The Brutalist était annoncé comme le messie. Le retour du cinéma jusqu'au boutiste. Le come back du cinéma américain ambitieux et gargantuesque. Sur l'affiche 4 journaux différents semblent avoir entonné en coeur "MONUMENTAL".
Je badge donc mon pass :
- il y a un entracte de 15 minutes au bout d'1h40 et ensuite il reste 1h30 de film, me dit l'ouvreur.
- Même pas peur ! lui réponds l'éminent cinéphile que je suis, prêt à tout pour vivre un grand moment et braver l'oeuvre MONUMENTALE avec courage et honneur.
Pas de réponse de l'ouvreur qui n'a aucune envie de créer du lien avec ma personne. Je viens à peu près tous les 4 jours chez lui depuis 3 ans, ce mec ne m'a jamais adressé la moindre once de sympathie. On fera sans.
Dès le premier plan du film, la forte musique, les bruits constants qui s'apparentent à une horloge qui tourne et le final sur la statue de la liberté à l'envers, je sens le MONUMENTAL emplir la salle d'une odeur réconfortante.
La première partie est en effet très réussie, l'arrivée aux USA, le premier accueil, les premiers écueils, on est rapidement happés dans le récit d'un génie qui doit tout reconstruire. Une fois la première brique posée avec la bibliothèque, on sent l'ambition monter et on frétille d'impatience de voir où ça nous mène. Hormis l'énorme fashion faux pas de faire une bibliothèque où on ne voit pas les livres, cette première partie est un délice. On pense évidemment à There Will Be Blood dans sa capacité à retranscrire une ambition démesurée et un projet destructeur.
Malheureusement, si le souvenir du film se fait ressentir à chaque scène, il va être encore plus difficile de s'en détacher et carrément impossible de surpasser un film qui pour moi est un des chefs d'oeuvres du XXIème siècle. (PTA j'ai hâte de toi et moi cet été <3)
La deuxième partie n'arrive pas à la hauteur des attentes. On s'égare dans des histoires et l'on n'arrive pas à garder un cap bien clair sur ce qu'on veut raconter. Même dans l'horreur, on a bien du mal à se sentir impliqué et atteindre ce sommet du 7ème art que l'on nous avait promis. Manque d'esprit Kaizen pour ma part. L'exemple le plus flagrant est l'épilogue sans aucun sens et ni lien avec le reste. Comme pour nous dire "on avait beaucoup d'ambition, on voulait faire un film de 6h avec 3 entractes donc y'a pas tout". On soulignera tout de même la force des comédiennes et comédiens, Adrien Brody comme d'habitude mais aussi Felicity Jones qui relève cette seconde partie.

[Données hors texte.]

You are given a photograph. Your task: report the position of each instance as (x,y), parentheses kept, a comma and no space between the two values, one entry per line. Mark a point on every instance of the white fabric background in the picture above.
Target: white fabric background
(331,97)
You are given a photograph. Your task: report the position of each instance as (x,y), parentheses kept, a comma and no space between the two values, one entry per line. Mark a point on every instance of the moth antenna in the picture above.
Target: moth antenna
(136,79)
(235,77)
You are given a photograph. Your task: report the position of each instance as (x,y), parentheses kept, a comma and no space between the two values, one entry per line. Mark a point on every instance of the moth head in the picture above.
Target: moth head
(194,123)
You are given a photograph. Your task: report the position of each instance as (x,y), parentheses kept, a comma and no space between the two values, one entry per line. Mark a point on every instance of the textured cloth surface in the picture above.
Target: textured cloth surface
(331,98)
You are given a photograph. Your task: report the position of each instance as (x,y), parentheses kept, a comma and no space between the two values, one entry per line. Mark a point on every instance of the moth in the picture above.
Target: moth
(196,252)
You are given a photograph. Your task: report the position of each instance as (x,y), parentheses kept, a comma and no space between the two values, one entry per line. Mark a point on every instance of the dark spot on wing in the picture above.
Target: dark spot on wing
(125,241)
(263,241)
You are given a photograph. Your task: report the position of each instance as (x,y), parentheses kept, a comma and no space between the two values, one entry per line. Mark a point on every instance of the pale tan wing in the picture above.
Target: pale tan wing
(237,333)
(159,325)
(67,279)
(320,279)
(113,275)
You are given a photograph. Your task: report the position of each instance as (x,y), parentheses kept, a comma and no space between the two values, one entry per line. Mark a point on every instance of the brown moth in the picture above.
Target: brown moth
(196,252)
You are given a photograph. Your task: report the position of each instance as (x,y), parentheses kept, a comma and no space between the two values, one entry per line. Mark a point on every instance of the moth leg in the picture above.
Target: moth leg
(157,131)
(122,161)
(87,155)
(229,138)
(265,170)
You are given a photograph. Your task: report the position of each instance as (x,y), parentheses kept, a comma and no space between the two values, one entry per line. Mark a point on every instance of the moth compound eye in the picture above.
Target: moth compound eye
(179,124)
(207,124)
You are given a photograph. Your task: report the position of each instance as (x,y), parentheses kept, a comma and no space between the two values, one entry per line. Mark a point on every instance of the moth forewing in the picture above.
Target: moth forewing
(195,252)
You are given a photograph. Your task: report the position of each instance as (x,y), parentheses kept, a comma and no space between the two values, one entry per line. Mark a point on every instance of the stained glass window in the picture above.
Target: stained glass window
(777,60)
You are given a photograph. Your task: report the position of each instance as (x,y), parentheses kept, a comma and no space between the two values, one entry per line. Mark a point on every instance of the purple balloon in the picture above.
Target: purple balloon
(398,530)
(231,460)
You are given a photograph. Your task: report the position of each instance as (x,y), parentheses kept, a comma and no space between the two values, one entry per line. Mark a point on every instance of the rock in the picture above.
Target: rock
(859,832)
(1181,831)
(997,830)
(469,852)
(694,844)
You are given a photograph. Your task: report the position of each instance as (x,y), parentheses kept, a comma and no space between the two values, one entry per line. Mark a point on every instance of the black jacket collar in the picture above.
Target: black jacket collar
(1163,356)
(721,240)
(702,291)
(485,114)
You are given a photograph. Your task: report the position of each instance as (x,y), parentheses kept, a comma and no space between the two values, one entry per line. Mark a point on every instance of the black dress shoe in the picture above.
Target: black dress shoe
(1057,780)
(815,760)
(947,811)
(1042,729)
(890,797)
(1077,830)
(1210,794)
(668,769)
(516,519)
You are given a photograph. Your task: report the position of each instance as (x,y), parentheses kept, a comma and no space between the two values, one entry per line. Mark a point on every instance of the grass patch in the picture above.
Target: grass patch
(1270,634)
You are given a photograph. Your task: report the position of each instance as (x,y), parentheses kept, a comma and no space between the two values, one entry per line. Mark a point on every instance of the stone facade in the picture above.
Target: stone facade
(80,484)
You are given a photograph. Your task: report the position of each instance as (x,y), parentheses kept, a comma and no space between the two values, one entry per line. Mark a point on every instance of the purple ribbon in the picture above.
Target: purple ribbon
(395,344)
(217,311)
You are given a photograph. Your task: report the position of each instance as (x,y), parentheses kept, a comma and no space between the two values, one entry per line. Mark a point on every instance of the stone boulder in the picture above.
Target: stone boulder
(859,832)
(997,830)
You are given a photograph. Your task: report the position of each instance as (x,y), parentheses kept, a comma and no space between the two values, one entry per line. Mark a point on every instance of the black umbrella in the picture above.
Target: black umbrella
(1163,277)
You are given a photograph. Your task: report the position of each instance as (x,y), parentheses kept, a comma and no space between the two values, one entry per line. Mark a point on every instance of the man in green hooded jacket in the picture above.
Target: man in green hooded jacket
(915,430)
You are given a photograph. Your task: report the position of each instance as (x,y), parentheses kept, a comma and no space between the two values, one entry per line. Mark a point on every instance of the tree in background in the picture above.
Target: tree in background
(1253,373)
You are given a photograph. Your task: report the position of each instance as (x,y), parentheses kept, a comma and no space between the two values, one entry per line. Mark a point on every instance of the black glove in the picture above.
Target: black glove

Finalement, The Brutalist et le propos du film se rejoignent. Une trop grande ambition qui mène à une trop grosse attente. Mais face à ces envies démiurgiques, le commun des mortels se casse les dents et le projet est revu à la baisse. On espère toutefois revoir Brady Corbet dans d'autres projets pour qu'il puisse continuer de faire honneur à un cinéma d'ambition qui disparaît.
(Petit coup de foudre avec l'entracte au cinéma : tout le monde sort le gros dwichos et s'échange de timides regards au milieu de cette étrange aventure de 3h30. Il m'a semblé croiser le regard d'une personne familière dans la salle, lui non plus ne m'a pas calculé. En plus d'être un éminent cinéphile, je suis apparemment invisible.)